2019 Fiscal Year Final Research Report

• Project/Area Number: 17K15649
• Research Category: Grant-in-Aid for Young Scientists (B)
• Allocation Type: Multi-year Fund
• Research Field: Human pathology
• Research Institution: Wakayama Medical University
• Principal Investigator: Matsuzaki Ibu 和歌山県立医科大学, 医学部, 助教 (60647428)
• Project Period (FY): 2017-04-01 – 2020-03-31
• Keywords: 細胞 / 遺伝子変異 / 細胞診

Outline of Final Research Achievements

The purpose of this study was to develop a method for analyzing gene point mutations both in vitro and in situ using cytodiagnostic materials.I examined the detection of the fusion gene, firstly.As a result, we succeeded in detecting the fusion gene of EML4-ALK, SYT-SSX, and IgH / BCL2 in vitro by the LAMP method without using the RCA method using artificial cells or cultured cells.
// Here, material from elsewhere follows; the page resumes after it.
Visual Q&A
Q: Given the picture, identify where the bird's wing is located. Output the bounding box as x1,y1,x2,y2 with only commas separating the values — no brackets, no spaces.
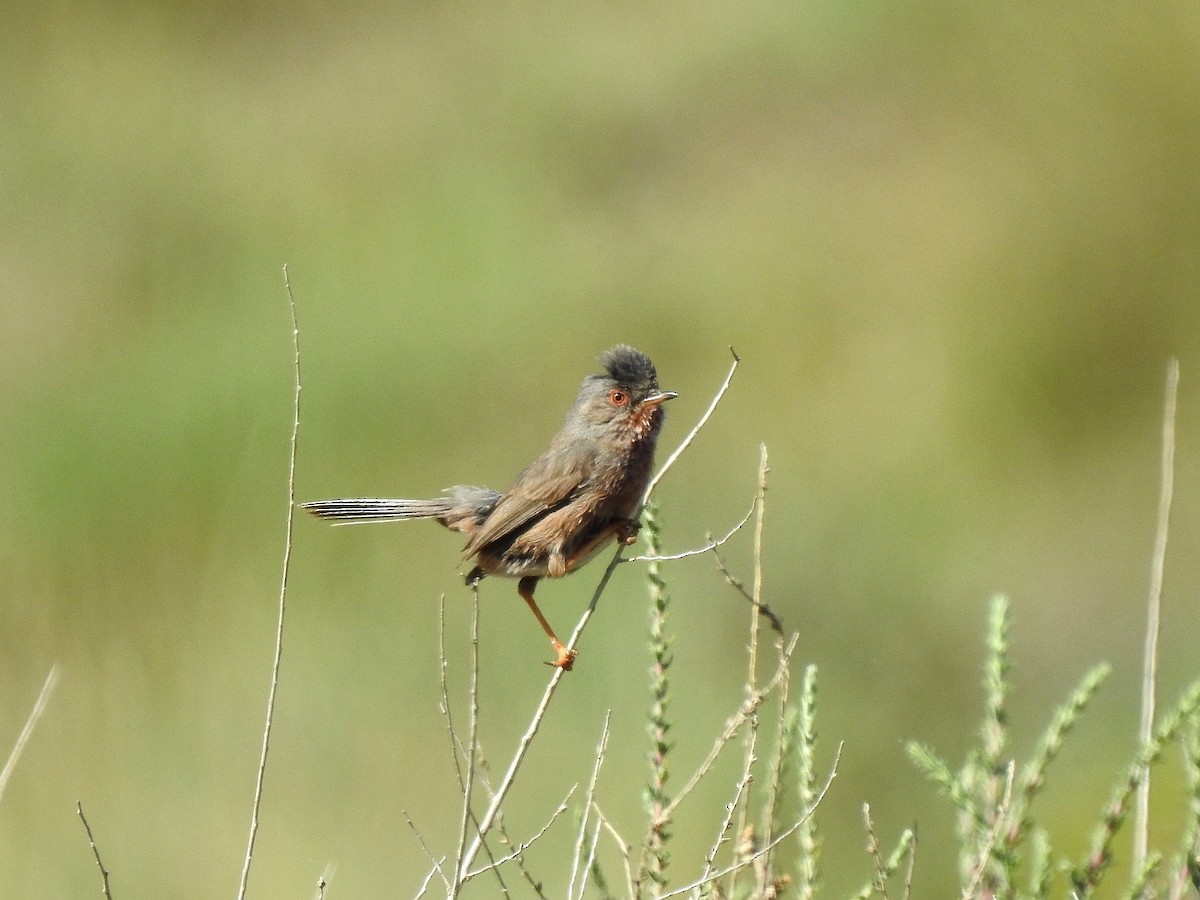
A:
462,444,594,557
The paper was accepted (Acta Histochem Cytochem. 2017).Since artificial nucleic acids are expensive, successful detection of gene mutations using the LAMP method alone, which is relatively inexpensive and convenient, can broaden the possibility of analyzing gene mutations using cytology samples and contribute to diagnosis and treatment.

Free Research Field

細胞診断学

Academic Significance and Societal Importance of the Research Achievements

培養細胞を用いたin vitroにて、人工核酸やRCA法は使用せず、LAMP法のみでEML4-ALK、SYT-SSX、IgH/BCL2の融合遺伝子検出に成功し、論文発表した。LAMP法は比較的安価で特別な機械を使用することなく、一定温度で反応させ、検出までの工程を１ステップで行うことができる高感度遺伝子増幅法である。また目視検出薬をあらかじめ加えて反応させることで、特別な機器を必要とせず、目視で増幅を確認できる。今後、この方法を細胞診材料に応用できれば、簡便に遺伝子解析を行うことができ、細胞診断の正診率の向上のみならず、治療戦略を立案するためのコンパニオン診断に寄与できることが期待される。